The first step is to clone the latest MDR_searcher code and step into the check out directory:
$ git clone https://github.com/CefasRepRes/MDR_searcher.git
$ cd MDR_searcher
$ python mdr-searcher.py [options]
$ python mdr-searcher-batch.py [options]
$ python mdr-searcher-batch-extents.py [options]
The python code has been tested using Python v3.12.3.

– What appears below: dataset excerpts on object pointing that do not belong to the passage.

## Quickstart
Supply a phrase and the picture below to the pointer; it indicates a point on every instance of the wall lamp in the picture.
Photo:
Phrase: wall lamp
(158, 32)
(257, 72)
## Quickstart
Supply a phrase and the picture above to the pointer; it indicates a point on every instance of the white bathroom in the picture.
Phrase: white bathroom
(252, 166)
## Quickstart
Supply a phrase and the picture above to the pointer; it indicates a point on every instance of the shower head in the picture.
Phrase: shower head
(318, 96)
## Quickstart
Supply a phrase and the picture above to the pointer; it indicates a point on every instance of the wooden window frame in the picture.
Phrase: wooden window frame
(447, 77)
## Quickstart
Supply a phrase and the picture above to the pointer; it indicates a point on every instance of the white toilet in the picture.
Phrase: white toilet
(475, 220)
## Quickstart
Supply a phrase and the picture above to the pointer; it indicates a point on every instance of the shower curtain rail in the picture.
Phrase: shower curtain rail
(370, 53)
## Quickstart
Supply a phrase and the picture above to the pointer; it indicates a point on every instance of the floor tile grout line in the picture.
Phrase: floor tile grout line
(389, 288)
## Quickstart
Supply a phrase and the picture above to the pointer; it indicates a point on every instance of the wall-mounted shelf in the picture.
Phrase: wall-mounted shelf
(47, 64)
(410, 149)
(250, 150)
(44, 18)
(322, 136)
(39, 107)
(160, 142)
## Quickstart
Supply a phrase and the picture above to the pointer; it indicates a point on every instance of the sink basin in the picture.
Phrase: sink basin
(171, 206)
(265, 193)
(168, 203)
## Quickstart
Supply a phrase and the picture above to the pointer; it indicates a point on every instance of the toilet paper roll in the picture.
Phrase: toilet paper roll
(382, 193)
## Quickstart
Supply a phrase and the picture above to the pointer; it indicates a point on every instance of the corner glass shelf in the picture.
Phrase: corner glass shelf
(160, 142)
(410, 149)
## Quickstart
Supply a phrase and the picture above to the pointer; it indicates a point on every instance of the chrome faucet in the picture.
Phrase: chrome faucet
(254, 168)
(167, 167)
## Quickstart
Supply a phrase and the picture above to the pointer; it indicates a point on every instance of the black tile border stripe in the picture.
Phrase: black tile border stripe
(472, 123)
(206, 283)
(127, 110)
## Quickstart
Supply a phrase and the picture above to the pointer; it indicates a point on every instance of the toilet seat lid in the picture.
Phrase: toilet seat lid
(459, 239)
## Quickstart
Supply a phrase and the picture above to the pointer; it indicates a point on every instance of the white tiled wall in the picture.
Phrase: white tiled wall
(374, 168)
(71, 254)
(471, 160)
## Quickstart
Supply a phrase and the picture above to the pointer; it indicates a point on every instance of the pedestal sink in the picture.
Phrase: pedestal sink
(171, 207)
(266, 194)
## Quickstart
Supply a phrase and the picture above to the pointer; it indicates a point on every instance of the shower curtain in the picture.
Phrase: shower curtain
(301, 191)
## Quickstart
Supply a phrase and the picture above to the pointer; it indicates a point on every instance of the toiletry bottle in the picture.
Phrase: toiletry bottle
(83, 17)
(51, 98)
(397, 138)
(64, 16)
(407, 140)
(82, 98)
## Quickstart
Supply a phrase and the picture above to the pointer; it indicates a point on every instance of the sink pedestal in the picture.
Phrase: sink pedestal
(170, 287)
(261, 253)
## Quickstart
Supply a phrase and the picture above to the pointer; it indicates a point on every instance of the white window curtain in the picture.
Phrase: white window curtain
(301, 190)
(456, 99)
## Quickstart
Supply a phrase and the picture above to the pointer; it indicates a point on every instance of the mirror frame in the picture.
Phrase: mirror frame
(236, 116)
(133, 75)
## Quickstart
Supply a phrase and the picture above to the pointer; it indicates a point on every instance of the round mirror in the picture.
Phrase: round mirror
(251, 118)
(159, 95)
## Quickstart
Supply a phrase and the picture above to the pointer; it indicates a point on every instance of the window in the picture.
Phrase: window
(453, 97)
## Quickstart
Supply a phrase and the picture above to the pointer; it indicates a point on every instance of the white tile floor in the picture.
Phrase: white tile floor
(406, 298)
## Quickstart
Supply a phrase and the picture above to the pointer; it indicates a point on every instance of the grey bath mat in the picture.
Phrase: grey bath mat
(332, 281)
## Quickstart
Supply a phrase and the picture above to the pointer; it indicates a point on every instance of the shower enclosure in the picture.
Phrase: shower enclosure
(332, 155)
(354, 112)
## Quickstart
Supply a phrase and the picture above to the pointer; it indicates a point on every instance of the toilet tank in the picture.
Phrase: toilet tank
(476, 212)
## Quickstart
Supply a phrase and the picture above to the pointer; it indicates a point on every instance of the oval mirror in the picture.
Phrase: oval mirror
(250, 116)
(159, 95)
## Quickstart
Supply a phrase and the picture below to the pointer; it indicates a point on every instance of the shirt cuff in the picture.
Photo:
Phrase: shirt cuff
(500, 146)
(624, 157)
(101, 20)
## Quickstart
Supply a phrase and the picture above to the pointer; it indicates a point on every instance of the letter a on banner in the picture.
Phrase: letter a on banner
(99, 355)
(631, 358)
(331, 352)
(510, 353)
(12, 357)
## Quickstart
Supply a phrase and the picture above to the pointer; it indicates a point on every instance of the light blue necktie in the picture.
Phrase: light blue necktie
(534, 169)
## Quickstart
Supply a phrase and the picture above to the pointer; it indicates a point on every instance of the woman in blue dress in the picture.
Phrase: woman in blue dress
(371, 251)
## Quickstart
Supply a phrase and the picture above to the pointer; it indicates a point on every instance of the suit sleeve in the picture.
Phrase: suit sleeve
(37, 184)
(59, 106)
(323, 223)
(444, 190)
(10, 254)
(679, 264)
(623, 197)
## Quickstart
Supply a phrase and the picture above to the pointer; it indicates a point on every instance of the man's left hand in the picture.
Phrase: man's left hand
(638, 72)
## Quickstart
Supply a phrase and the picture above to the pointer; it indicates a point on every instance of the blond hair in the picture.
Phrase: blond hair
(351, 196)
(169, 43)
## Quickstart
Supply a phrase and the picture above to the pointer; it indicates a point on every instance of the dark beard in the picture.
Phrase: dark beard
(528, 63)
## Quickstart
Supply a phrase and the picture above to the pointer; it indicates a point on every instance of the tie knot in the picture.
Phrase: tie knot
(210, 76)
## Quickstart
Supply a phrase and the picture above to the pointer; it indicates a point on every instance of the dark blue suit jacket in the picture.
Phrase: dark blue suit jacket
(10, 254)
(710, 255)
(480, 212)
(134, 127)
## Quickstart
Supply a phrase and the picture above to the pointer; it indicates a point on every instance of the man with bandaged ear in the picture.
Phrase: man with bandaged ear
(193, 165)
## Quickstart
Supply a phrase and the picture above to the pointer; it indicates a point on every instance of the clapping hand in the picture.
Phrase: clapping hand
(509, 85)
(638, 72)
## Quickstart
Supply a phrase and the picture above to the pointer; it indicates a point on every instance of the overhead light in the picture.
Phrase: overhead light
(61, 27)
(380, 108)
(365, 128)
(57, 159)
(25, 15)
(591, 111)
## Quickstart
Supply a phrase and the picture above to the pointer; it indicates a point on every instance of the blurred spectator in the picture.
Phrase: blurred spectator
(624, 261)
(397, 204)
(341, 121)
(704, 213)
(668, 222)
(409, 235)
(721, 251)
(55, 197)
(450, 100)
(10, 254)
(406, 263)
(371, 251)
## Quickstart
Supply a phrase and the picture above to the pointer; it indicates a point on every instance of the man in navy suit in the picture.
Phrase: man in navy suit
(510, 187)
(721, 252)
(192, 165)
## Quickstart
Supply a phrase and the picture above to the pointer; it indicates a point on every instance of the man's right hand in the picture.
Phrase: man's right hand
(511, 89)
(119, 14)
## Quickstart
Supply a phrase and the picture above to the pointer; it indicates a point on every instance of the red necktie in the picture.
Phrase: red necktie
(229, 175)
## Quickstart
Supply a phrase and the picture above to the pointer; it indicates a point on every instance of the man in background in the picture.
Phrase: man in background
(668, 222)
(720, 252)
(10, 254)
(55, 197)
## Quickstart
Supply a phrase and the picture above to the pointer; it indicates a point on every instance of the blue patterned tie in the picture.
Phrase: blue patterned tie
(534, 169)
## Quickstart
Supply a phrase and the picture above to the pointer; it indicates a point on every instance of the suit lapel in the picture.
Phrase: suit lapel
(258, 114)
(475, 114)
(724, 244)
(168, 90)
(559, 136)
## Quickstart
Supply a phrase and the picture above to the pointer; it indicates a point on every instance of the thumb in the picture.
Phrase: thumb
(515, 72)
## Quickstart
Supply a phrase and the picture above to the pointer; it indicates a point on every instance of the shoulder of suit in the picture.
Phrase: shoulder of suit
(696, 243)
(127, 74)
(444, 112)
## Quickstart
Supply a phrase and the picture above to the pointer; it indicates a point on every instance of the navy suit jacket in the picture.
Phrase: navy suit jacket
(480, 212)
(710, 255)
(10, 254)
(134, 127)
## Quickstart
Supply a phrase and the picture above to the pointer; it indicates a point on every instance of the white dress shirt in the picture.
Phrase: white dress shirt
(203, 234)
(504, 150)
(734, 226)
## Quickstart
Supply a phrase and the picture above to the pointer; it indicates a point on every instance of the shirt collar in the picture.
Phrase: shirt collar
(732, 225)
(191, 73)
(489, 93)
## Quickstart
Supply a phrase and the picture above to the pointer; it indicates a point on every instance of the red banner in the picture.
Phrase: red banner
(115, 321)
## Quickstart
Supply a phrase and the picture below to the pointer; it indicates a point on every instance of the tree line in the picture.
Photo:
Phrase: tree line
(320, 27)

Interactive Plotly Dash app for exploring MDR metadata JSON files.
-
Clone this repository
-
Create and activate a virtual environment (optional but recommended):
$ python -m venv .venv $ source .venv/bin/activate # on Windows: .venv\Scripts\activate
-
Install dependencies:
$ pip install -r requirements.txt
-
Run the MDR searcher:
$ python mdr-searcher-batch-extents.py --queries-file queries.txt --paginate-method url --no-html-fetch --max-pages 0 --out mdr_metadata
-
Run the Dash app with a metadata JSON file:
$ python app.py --json mdr_metadata_YYYYMMDD_HHMM.json --port 8050
-
Then open your browser at: http://127.0.0.1:8050/
Here are handy run-command “recipes” for the batch run script:
- (default) multi-keyword batch run, visible (headed), full URL query (unlimited UI pagination): $ python mdr-searcher-batch-extents.py --queries-file queries.txt --paginate-method url --no-html-fetch --max-pages 0 --out mdr_metadata
- Filter titles by the whole phrase (case-insensitive) python mdr-scraper-batch.py --queries-file DATA\queries.txt --headed --title-match phrase --combined-out OUT\mdr_links_combined_phrase.xlsx --max-pages 20
- Keep rows where any term (or quoted phrase) from the query appears in the title python mdr-scraper-batch.py --queries-file DATA\queries.txt --headed --title-match any --combined-out OUT\mdr_links_combined_any.xlsx --max-pages 20
- Keep rows where all terms (and quoted phrases) appear in the title python mdr-scraper-batch.py --queries-file DATA\queries.txt --headed --title-match all --combined-out OUT\mdr_links_combined_all.xlsx --max-pages 20
- Multiple queries inline (no file) python mdr-scraper-batch.py --query "water quality" --query "eutrophication" --query "plankton" --headed --combined-out OUT\mdr_links_combined.xlsx --max-pages 20
- Write per-keyword files to a folder and de-dupe links in the combined file python mdr-scraper-batch.py --queries-file DATA\queries.txt --headed --out-dir ./mdr_out --combined-out OUT\mdr_links_combined.xlsx --dedupe-links --max-pages 20
- Use URL-based pagination instead of clicking “Next” python mdr-scraper-batch.py --queries-file DATA\queries.txt --headed --paginate-method url --combined-out OUT\mdr_links_combined.xlsx --max-pages 20
- Single keyword + title filter + URL pagination (example combo) python mdr-scraper-batch.py --query "water quality AND eutrophication" --headed --title-match any --paginate-method url --combined-out OUT\mdr_links_combined_any.xlsx --max-pages 25
- Headless (only if your login/session already works headless) python mdr-scraper-batch.py --queries-file DATA\queries.txt --combined-out OUT\mdr_links_combined.xlsx --max-pages 20
Notes: • --headed is recommended so you can complete Microsoft sign-in once; the session is reused across all pages and keywords • Per-keyword files are saved as slugs of the query (e.g., water-quality.xlsx) in --out-dir (default) • Title filtering happens after fetching titles via the API: o --title-match phrase → raw query substring must appear in the title o --title-match any/all → quoted phrases are treated as single terms; AND/OR/NOT are ignored as boolean words
The code is distributed under terms and conditions of the Open Government License.